Wright Peninsula is a peninsula on the east coast of Adelaide Island, Antarctica, lying between Stonehouse Bay to the north and Ryder Bay to the south. On its northern coastline the peninsula is fringed by the Stokes Peaks; on its southern side by the Reptile Ridge. The Princess Royal Range separates the peninsula from the rest of Adelaide Island; the only 'gap' is provided by McCallum Pass.

Its eastern coastline on Laubeuf Fjord is formed by the Wormald Ice Piedmont, whose vertical ice cliffs are broken in only two places to provide for ice-free landing sites. One of these is at Rothera Point at the southern tip of the peninsula, where the British Rothera Research Station is situated. The other is at tiny Mackay Point.
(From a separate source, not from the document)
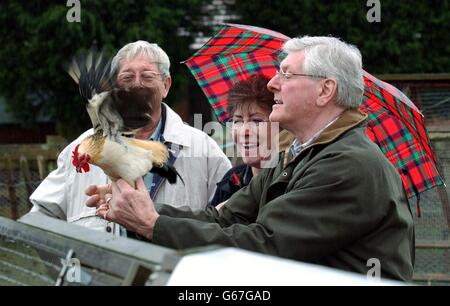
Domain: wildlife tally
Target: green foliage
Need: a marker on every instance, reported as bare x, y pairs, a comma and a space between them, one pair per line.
37, 42
412, 37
Just off the piedmont is Webb Island.

Both the peninsula and the ice piedmont were surveyed by the Falkland Islands Dependencies Survey (FIDS) in 1961–62, and by the British Antarctic Survey (BAS) from 1976. Since 1985, there is a small specially protected area at Rothera Point of 0.1 km^{2}.

Prior to 1964, the peninsula was called "Square Peninsula" for its somewhat rectangular shape. It was re-named by the United Kingdom Antarctic Place-Names Committee (UK-APC) in 1964 for British Antarctic Survey surveyor Alan F. Wright. The piedmont was named by UK-APC in 1977 after Steven Wormald, a prominent former BAS staff member.